Invocation timeout not triggered when server host unexpectedly shutdown

jcbellonjcbellon Member BellonOrganization: J. Safra Sarasin BankProject: Grid Computing

Hello,

I have an issue when it comes to invocation timeouts using Ice with C++ AMI TypeSafe :
=> Note : the request is sent and currently processing by the server
1) If the server is loo long to respond, I get the timeout triggered, this is all fine
2) If the server unexpectedly shutdown (power off, crash) no timeout is triggered !

I use Ice within the IceGrid framework in C++98 version 3.7.2.
I couldn't find topics on the forum that matches my case, therefore I must do something wrong.
But after some days trying to solve this issue, I need your help since I am out of ideas.

What do you need as additional data to get clues where this can come from ?
Best regards,

JC

Answers

  • benoitbenoit Rennes, FranceAdministrators, ZeroC Staff Benoit FoucherOrganization: ZeroC, Inc.Project: Ice ZeroC Staff

    Hi,

    So the invocation hangs indefinitely instead of raising an Ice::InvocationTimeout once the invocation timeout delay expired?

    Can you tell us a bit more about the configuration of your client and your server? Are you using the default timeout settings (no "-t " option in the endpoints, no settings of the Ice timeout properties)? Are you modifying the ACM configuration?

    Did you enable network/retry tracing to see if it provided some clues? You can enable this tracing with Ice.Trace.Network=2 and Ice.Trace.Retry=1.

    Cheers,
    Benoit

  • jcbellonjcbellon Member BellonOrganization: J. Safra Sarasin BankProject: Grid Computing

    Hello Benoit,

    Thanks for your fast reply.

    Yes I use the most simple setup with no specific configuration on timeouts. The endpoints are defined without specifying the timeouts. I do explicitly configure my proxy via the method ice_invocationTimeout().

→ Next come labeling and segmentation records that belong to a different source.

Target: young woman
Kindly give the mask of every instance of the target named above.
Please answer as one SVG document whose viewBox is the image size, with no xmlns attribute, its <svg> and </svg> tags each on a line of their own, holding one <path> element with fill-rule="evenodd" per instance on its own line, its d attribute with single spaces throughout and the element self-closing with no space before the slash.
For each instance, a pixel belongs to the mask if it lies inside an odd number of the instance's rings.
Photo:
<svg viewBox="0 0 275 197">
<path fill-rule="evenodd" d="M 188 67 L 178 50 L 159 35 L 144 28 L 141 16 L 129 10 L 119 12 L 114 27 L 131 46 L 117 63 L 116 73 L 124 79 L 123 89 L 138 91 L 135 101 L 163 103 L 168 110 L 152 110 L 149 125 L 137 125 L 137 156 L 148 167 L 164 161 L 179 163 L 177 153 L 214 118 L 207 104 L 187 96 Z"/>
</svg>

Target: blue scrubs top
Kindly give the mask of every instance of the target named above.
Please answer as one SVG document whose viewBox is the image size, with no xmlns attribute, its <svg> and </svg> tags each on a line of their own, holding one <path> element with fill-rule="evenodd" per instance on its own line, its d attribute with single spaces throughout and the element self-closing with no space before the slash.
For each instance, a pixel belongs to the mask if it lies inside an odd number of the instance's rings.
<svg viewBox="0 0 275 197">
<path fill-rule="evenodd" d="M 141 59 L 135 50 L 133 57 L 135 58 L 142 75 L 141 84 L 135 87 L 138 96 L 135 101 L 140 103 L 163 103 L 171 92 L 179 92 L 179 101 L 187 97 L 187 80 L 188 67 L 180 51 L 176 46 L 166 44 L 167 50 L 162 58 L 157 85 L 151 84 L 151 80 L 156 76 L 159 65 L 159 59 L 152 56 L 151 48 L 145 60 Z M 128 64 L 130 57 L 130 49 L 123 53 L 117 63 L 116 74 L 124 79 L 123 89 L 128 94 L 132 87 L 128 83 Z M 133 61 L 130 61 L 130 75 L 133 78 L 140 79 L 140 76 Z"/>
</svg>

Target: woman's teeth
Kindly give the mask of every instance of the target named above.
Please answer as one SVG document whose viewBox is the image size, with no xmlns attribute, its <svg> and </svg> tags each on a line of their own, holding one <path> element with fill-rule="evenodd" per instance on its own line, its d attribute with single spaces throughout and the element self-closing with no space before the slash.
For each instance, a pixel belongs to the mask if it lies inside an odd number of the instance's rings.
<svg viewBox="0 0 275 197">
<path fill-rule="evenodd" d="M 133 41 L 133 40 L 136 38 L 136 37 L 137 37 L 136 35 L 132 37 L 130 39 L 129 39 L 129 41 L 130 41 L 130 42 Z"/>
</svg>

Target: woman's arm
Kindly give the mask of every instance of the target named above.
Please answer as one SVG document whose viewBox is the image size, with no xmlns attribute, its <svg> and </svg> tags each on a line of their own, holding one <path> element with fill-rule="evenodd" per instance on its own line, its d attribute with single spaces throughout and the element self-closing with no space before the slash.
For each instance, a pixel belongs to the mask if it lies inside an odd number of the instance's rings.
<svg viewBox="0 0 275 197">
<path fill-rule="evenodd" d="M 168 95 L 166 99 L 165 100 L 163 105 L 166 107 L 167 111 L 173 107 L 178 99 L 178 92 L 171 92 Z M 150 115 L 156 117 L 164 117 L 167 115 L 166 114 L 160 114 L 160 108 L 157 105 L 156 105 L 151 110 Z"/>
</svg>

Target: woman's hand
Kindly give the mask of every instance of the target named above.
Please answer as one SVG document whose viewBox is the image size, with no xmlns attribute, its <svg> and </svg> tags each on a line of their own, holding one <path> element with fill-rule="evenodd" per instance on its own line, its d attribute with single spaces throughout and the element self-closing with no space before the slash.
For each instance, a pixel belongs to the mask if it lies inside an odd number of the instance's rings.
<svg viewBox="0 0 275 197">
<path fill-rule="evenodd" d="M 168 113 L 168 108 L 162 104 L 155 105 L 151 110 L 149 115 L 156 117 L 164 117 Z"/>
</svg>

    I can try to generate the tracing but I am always confuse where I should setup theproperties : In my service configuration file or on the node configuration file ? (or on the registry's ?)

    Regards,

    JC

  • jcbellonjcbellon Member BellonOrganization: J. Safra Sarasin BankProject: Grid Computing

    Hi Benoit,

    I did generate the following log by enabling the tracing : So something has been caught by the Ice RunTime but it does not invoke my failure callback as I would expect it with the Type Safe AMI implementation.

    Regards

    JC


    c:\users\vagrant\workspace\ice-dist\3.7\dist-utils\build\ice\builds\ice-v141\cpp\src\ice\streamsocket.cpp:474: ::Ice::ConnectionLostException:
    connection lost: The specified network name is no longer available.
    -- 11/05/19 14:56:52.555 JSSGrid.Dispatcher-JSSGrid.Dispatcher: Network: closed tcp connection
    local address = 160.219.72.194:1471
    remote address = 160.219.72.204:55073
    c:\users\vagrant\workspace\ice-dist\3.7\dist-utils\build\ice\builds\ice-v141\cpp\src\ice\streamsocket.cpp:474: ::Ice::ConnectionLostException:
    connection lost: The specified network name is no longer available.
    -- 11/05/19 14:56:52.555 JSSGrid.Dispatcher-JSSGrid.Dispatcher: Network: closed tcp connection
    local address = 160.219.72.194:63787
    remote address = 160.219.72.204:1480
    c:\users\vagrant\workspace\ice-dist\3.7\dist-utils\build\ice\builds\ice-v141\cpp\src\ice\streamsocket.cpp:474: ::Ice::ConnectionLostException:
    connection lost: The specified network name is no longer available.
    -! 11/05/19 14:56:52.555 JSSGrid.Dispatcher-JSSGrid.Dispatcher: warning: Ice::Exception raised by AMI callback:
    c:\users\vagrant\workspace\ice-dist\3.7\dist-utils\build\ice\builds\ice-v141\cpp\src\ice\streamsocket.cpp:474: ::Ice::ConnectionLostException:
    connection lost: The specified network name is no longer available.
    -- 11/05/19 14:57:03.615 JSSGrid.Dispatcher-JSSGrid.Dispatcher: Network: closed tcp connection
    local address = 160.219.72.194:63778
    remote address = 160.219.72.194:59137
    -- 11/05/19 14:57:14.398 JSSGrid.Dispatcher-JSSGrid.Dispatcher: Network: closed tcp connection
    local address = 160.219.72.194:63777
    remote address = 160.219.72.194:4062
    -- 11/05/19 14:57:14.398 JSSGrid.Dispatcher: Network: closed tcp connection
    local address = 160.219.72.194:63781
    remote address = 160.219.72.194:4062
    -- 11/05/19 14:57:18.617 JSSGrid.Dispatcher: Network: closed tcp connection
    local address = 160.219.72.194:63782
    remote address = 160.219.72.194:59137
    -- 11/05/19 14:58:13.483 JSSGrid.Dispatcher: Network: closed tcp connection
    local address = ::1:63780
    remote address = ::1:63783

  • benoitbenoit Rennes, FranceAdministrators, ZeroC Staff Benoit FoucherOrganization: ZeroC, Inc.Project: Ice ZeroC Staff

    Did you notice this warning from your tracing?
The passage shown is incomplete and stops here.